During the daytime scenes, I had a pair of gold-framed aviator-style sunglasses clipped to my belt loop, again also likely from American Eagle and a smart choice for me to have chosen—if I may say so myself—as Adventureland was set during the summer of 1987, only a year after Tom Cruise famously wore his Ray-Ban Aviators while quenching his “need for speed” in Top Gun.

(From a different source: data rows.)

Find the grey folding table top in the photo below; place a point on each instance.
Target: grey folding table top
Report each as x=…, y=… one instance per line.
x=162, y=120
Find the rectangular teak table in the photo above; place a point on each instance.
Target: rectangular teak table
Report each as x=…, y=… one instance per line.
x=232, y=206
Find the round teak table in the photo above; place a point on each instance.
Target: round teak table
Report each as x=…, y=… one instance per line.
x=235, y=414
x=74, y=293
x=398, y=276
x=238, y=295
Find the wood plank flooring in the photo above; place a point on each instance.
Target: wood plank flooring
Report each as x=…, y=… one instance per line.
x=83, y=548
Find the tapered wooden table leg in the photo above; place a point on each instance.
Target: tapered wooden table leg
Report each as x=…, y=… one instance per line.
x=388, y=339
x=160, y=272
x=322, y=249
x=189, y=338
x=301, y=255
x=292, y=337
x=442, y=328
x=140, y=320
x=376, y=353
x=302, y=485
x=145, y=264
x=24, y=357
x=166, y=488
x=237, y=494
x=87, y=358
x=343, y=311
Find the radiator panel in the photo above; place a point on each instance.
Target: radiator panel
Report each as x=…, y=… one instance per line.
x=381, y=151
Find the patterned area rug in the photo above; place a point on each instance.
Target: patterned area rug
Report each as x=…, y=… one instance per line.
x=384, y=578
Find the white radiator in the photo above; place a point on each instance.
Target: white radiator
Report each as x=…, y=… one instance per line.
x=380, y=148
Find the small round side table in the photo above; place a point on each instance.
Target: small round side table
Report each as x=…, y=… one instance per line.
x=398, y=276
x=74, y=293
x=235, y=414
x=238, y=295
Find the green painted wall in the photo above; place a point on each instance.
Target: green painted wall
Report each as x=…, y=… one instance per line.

The only piece of my proposed costume that hadn’t passed muster was my digital watch, a Timex Ironman on a silver-toned link bracelet. I had yet to really get into watches, instead only needing something that quickly told me the time. Had I selected a Timex T80 I may have been allowed—if not encouraged!—to continue wearing it on screen, but the costume team member working with us extras wisely nixed my anachronistic Ironman… leaving only an embarrassing ring of sun-starved skin around my left wrist that actually makes its way on screen (as seen in the still sourced for the top of this post.)
How to Get the Look
While perhaps preppier than anything I’d wear to an amusement park today, I was evidently dressing to impress back in the summer of ’87… but should I have popped the collar?
- Light pink cotton piqué Lacoste short-sleeve polo shirt
- White cotton American Eagle jeans
- Brown burnished leather belt
- Tan Birkenstock sandals
- White socks
Do Yourself a Favor and…
Check out the movie. Everyone is great in it, but I’m particularly convincing in my role as Guy Walking Through the Park Carrying Snacks.